ALBERTA.          Eppure Alice fu sempre una buona madre. (Sconfortata.) Deve odiarmi per decidersi a consumare il piccolo peculio dei bambini.

TERESINA.         Io non so come le madri sieno fatte in città. Da noi in campagna usa altrimenti. Del resto parla con Clelia. Essa sa tutto, tutto. (Ridendo istericamente.) Nulla le sfugge. Sa quello che dice il pittore e quello che dice lei e come procede quel ritratto che non sarà finito mai. Domanda, domanda a Clelia. È il suo divertimento. Essa ama questa casa perché c'è il pittore e perché sulla via c'è un signore attempatello che guarda con nostalgia a quella finestra. È stato qui poco fa e forse Clelia sa quello che ha detto.

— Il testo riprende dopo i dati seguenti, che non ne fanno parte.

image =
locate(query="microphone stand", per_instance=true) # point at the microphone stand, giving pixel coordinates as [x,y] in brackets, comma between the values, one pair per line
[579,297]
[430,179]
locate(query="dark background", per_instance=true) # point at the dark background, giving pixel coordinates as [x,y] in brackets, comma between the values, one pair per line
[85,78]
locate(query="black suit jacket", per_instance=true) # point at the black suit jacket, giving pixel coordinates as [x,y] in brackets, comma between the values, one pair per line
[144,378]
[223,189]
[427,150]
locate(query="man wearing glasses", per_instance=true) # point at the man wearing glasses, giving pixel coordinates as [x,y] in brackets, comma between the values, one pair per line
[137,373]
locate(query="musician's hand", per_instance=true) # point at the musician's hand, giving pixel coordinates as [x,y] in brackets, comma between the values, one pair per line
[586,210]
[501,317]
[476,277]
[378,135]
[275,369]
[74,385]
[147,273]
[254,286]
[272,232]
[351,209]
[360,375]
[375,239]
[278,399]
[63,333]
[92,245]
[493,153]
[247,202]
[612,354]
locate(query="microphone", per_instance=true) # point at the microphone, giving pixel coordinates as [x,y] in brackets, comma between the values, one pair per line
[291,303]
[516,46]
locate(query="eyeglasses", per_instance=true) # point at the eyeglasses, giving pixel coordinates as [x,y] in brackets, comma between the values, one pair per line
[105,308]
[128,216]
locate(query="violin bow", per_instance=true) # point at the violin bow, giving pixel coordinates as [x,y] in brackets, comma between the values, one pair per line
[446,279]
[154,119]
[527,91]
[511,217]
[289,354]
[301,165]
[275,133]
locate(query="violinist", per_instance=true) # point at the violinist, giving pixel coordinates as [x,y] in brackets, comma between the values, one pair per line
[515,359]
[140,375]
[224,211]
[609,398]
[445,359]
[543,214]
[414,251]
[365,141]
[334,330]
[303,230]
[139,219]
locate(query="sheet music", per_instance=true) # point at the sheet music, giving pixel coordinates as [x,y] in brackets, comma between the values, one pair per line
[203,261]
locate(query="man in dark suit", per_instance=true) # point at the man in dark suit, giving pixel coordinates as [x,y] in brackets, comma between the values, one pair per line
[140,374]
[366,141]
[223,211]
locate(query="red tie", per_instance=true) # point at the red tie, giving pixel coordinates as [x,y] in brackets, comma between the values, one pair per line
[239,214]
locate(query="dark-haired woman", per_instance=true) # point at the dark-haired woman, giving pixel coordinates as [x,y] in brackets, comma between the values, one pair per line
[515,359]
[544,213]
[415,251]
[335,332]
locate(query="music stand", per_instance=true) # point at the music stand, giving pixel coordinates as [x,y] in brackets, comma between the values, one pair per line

ALBERTA.          Ma fa allora la spia?

TERESINA          (spaventatissima). Naturalmente io la biasimo, voglio impedirle di star ad ascoltare. Se vuoi mandiamola via. Poi sto a sentirla perché non posso mica scappare io.

ALBERTA           (dopo un istante d'esitazione va alla porta di fondo e chiama). Clelia.